My Girl Crush on Mia Wasikowska Knows No Bounds
I love Mia Wasikowska. She’s one of my favorite young actresses — she radiates such watchful intelligence. I’m excited, though, that she’s using that kind of rare presence in darker, more flamboyant roles, in movies like the upcoming Stoker, where she plays a weirdo teenager in a very odd family. The film got raves at Sundance (all my peeps who went this year and got into the screenings loved it) and it’s getting lots of buzz for being Oldboy director Park Chan-Wook’s first English language film and its strong Hitchcockian vibe. But I’m really going to see it because I love Mia and Nicole Kidman, both really amazing actors at different points in their creative trajectories. (Also: Wentworth Miller wrote the screenplay, and my former screenwriting prof at Duke worked on it as well!) Here’s the trailer, it’s so creeeeepy:
She’s also going to play a role in the Jim Jarmusch vampire movie, Only Lovers Left Alive, which is also coming out this year. (Jarmusch + vampires = CANNOT WAIT.) Mia told Dazed and Confused her role in it (as Tilda Swinton’s younger, crazier vampire sister) is kind of like Kim Kardashian as a vampire, really silly and vapid and fun. I always love seeing really smart actresses play almost bimbo type of characters and see what they tease out of these stereotypical roles (thinking of Jessica Chastain in The Help as a kind of example, or maybe Anna Faris’ entire career.) I think Mia will do wonderful things with it, and I’m especially interesting in seeing such a still presence transform onscreen.

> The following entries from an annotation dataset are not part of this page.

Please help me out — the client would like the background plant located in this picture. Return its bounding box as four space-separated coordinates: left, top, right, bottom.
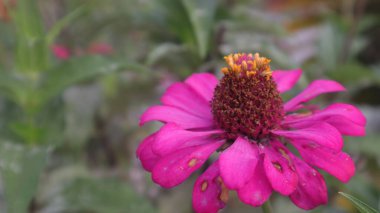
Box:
0 0 380 213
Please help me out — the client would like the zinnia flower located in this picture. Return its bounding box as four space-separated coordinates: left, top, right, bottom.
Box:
137 53 366 212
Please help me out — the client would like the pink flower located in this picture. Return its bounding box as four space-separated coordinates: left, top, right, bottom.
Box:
137 53 366 212
52 44 71 60
87 43 113 55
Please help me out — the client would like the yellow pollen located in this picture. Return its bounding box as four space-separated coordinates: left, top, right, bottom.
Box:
188 158 198 167
201 181 208 192
272 162 282 172
221 53 272 80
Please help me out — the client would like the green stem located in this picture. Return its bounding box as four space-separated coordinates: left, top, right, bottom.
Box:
261 200 273 213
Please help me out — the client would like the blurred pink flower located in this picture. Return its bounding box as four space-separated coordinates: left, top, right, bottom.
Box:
52 44 71 60
137 54 366 212
87 43 113 55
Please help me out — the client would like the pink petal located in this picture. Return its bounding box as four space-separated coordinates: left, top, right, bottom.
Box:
237 159 273 206
136 133 160 172
219 137 259 189
283 103 366 136
161 83 212 120
140 106 214 129
52 44 71 60
193 161 228 213
291 140 355 183
326 117 366 136
263 141 298 195
289 155 328 210
152 141 223 188
153 123 222 156
284 80 345 112
185 73 218 101
272 122 343 152
272 69 302 93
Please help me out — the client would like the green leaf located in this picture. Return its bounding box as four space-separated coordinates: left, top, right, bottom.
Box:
11 0 49 72
318 23 343 70
0 141 49 213
182 0 218 59
46 6 85 45
326 62 374 85
34 56 141 108
339 192 379 213
62 178 156 213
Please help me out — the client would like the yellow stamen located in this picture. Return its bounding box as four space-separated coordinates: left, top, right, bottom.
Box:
221 53 272 80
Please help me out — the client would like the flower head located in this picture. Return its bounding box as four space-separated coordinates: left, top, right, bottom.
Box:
137 53 366 212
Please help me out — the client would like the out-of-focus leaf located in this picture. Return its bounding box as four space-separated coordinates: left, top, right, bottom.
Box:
146 43 185 65
0 70 25 103
182 0 218 58
62 178 156 213
326 62 374 85
11 0 48 72
339 192 379 213
0 141 49 213
318 24 342 70
10 122 46 144
46 6 85 45
345 134 380 157
35 56 145 108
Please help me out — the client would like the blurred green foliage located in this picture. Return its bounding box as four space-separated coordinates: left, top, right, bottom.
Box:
0 0 380 213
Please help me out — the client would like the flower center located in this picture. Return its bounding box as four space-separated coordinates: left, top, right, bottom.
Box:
211 53 284 141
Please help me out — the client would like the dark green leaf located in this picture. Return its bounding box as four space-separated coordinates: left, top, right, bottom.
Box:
0 141 49 213
339 192 379 213
182 0 218 58
35 56 145 107
62 178 155 213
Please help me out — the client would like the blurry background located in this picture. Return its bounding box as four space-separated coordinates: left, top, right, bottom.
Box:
0 0 380 213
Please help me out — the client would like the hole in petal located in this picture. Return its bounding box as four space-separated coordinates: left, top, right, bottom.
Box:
272 162 283 172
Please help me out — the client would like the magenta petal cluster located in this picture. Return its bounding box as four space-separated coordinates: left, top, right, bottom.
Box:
137 54 366 212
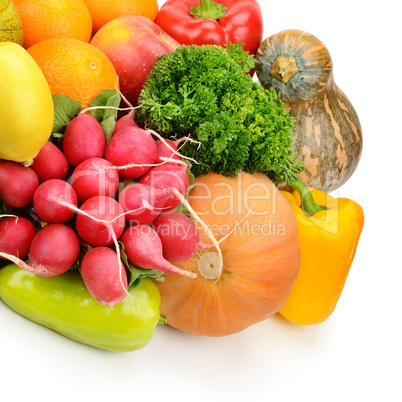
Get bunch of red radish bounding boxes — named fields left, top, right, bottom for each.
left=0, top=111, right=200, bottom=306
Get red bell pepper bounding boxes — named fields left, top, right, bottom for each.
left=155, top=0, right=263, bottom=55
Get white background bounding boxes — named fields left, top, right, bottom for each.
left=0, top=0, right=402, bottom=402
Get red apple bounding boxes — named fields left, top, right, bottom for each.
left=90, top=15, right=180, bottom=105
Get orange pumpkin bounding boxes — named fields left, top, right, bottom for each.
left=156, top=172, right=300, bottom=336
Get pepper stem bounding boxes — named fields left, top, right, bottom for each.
left=190, top=0, right=227, bottom=20
left=290, top=179, right=328, bottom=215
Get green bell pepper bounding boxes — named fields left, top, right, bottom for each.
left=0, top=264, right=160, bottom=351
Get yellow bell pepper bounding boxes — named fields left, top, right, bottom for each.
left=279, top=189, right=364, bottom=325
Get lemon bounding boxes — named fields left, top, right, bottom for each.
left=0, top=42, right=54, bottom=164
left=0, top=0, right=23, bottom=46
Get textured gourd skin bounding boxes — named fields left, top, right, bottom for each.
left=256, top=30, right=363, bottom=191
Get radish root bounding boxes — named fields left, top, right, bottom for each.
left=107, top=224, right=135, bottom=308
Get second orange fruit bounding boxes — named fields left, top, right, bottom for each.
left=84, top=0, right=158, bottom=33
left=27, top=38, right=118, bottom=108
left=13, top=0, right=92, bottom=49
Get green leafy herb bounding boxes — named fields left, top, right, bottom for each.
left=52, top=95, right=82, bottom=138
left=136, top=44, right=304, bottom=183
left=88, top=89, right=121, bottom=142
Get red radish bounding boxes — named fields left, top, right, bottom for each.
left=120, top=225, right=197, bottom=278
left=63, top=113, right=106, bottom=167
left=105, top=127, right=156, bottom=179
left=80, top=247, right=128, bottom=307
left=154, top=140, right=180, bottom=164
left=0, top=217, right=36, bottom=260
left=112, top=109, right=138, bottom=137
left=118, top=183, right=169, bottom=224
left=0, top=160, right=39, bottom=208
left=30, top=141, right=68, bottom=183
left=153, top=212, right=200, bottom=261
left=33, top=179, right=78, bottom=223
left=71, top=158, right=119, bottom=202
left=0, top=223, right=80, bottom=277
left=75, top=196, right=125, bottom=246
left=139, top=162, right=189, bottom=211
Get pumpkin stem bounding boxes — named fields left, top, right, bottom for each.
left=270, top=56, right=299, bottom=84
left=290, top=179, right=328, bottom=215
left=190, top=0, right=227, bottom=21
left=171, top=187, right=223, bottom=280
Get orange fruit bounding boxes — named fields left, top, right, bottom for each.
left=13, top=0, right=92, bottom=49
left=84, top=0, right=158, bottom=33
left=27, top=38, right=118, bottom=107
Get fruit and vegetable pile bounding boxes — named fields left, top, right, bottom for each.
left=0, top=0, right=364, bottom=351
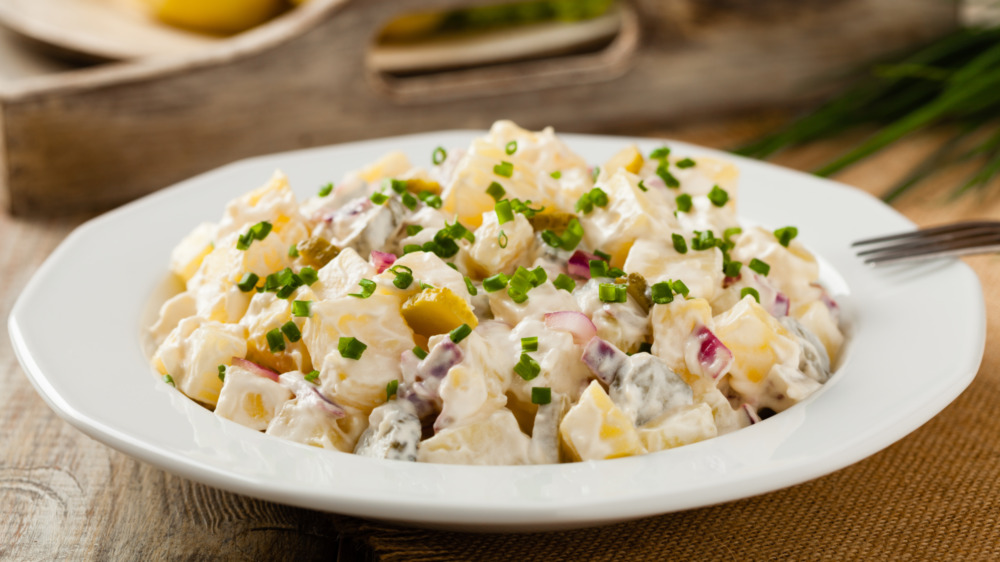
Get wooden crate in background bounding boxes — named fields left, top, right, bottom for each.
left=0, top=0, right=957, bottom=215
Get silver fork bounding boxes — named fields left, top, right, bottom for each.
left=851, top=221, right=1000, bottom=264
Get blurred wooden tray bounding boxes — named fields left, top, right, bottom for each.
left=0, top=0, right=957, bottom=214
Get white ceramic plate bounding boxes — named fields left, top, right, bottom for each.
left=9, top=131, right=985, bottom=530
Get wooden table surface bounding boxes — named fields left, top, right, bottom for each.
left=0, top=116, right=1000, bottom=560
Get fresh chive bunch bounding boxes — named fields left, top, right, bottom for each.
left=735, top=28, right=1000, bottom=202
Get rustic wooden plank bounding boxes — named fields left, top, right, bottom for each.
left=0, top=0, right=955, bottom=214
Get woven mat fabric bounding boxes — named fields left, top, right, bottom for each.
left=340, top=132, right=1000, bottom=561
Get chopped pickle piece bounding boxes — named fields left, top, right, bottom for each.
left=295, top=236, right=340, bottom=269
left=402, top=287, right=479, bottom=338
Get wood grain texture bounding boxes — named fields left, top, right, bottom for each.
left=0, top=0, right=956, bottom=215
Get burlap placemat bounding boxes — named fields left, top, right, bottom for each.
left=340, top=133, right=1000, bottom=561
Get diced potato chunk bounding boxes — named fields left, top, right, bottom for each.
left=403, top=287, right=479, bottom=338
left=215, top=365, right=292, bottom=431
left=559, top=381, right=646, bottom=461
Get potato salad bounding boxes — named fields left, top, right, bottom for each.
left=150, top=121, right=844, bottom=465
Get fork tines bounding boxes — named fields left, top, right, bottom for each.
left=851, top=221, right=1000, bottom=264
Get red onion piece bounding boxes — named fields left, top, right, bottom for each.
left=566, top=250, right=601, bottom=279
left=580, top=336, right=628, bottom=384
left=545, top=310, right=597, bottom=345
left=691, top=324, right=733, bottom=379
left=233, top=357, right=280, bottom=382
left=372, top=250, right=396, bottom=273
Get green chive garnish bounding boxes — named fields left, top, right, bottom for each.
left=747, top=258, right=771, bottom=277
left=670, top=233, right=687, bottom=254
left=493, top=161, right=514, bottom=178
left=448, top=324, right=472, bottom=343
left=708, top=185, right=729, bottom=207
left=236, top=271, right=260, bottom=293
left=774, top=226, right=799, bottom=248
left=267, top=328, right=285, bottom=353
left=514, top=353, right=542, bottom=381
left=531, top=386, right=552, bottom=405
left=674, top=193, right=691, bottom=213
left=552, top=273, right=576, bottom=293
left=292, top=301, right=312, bottom=318
left=431, top=146, right=448, bottom=166
left=649, top=281, right=674, bottom=304
left=337, top=337, right=368, bottom=360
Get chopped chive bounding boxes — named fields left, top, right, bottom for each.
left=400, top=191, right=417, bottom=211
left=281, top=320, right=302, bottom=343
left=448, top=324, right=472, bottom=343
left=299, top=266, right=319, bottom=285
left=514, top=353, right=542, bottom=381
left=649, top=281, right=674, bottom=304
left=649, top=146, right=670, bottom=159
left=531, top=266, right=549, bottom=287
left=774, top=226, right=799, bottom=248
left=236, top=271, right=260, bottom=293
left=670, top=233, right=687, bottom=254
left=347, top=279, right=376, bottom=299
left=674, top=193, right=691, bottom=213
left=747, top=258, right=771, bottom=277
left=493, top=199, right=514, bottom=224
left=590, top=187, right=608, bottom=207
left=465, top=277, right=479, bottom=296
left=292, top=301, right=312, bottom=318
left=552, top=273, right=576, bottom=293
left=656, top=160, right=681, bottom=189
left=431, top=146, right=448, bottom=166
left=493, top=161, right=514, bottom=178
left=266, top=328, right=285, bottom=353
left=531, top=386, right=552, bottom=405
left=486, top=182, right=507, bottom=201
left=483, top=273, right=510, bottom=293
left=337, top=337, right=368, bottom=360
left=670, top=279, right=689, bottom=297
left=708, top=185, right=729, bottom=207
left=590, top=260, right=608, bottom=277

I Believe the Hype: 70-Millimeter is So Worth It
This past Saturday we went to see Paul Thomas Anderson’s The Master in 70mm projection at the Music Box Theatre in Chicago. Often I’m slightly skeptical of cinephiliac fixations on medium, print quality or whatever, but I have to say: it was so worth it to see the film in the projection in which it was shot. We sat further back than I would’ve liked and the screen seemed so small to me from the first time I saw it (digital projection at my local multiplex.) But even then, the film just looks so much more luminous and sensuous — you noticed stuff like how Philip Seymour Hoffman’s skin would redden, or the beautiful textures in the scenes that took place in the department store, or how inky and rich the shadows were. The whole thing was just beautiful in a way that strikes you immediately and viscerally. Perhaps only cinephiles can really articulate the differences (less crushed blacks, more vibrant contrast, more saturated colors.) But even if you’re not conversant with the intricacies of post-production color and image correction, you can feel an impact if you’re at all sensitive to the visual richness of film in general. There’s something about 70mm that returns sensuality to the filmgoing experience, so if there’s a chance for you to see a film originally shot in 70mm actually projected at that size, go see it!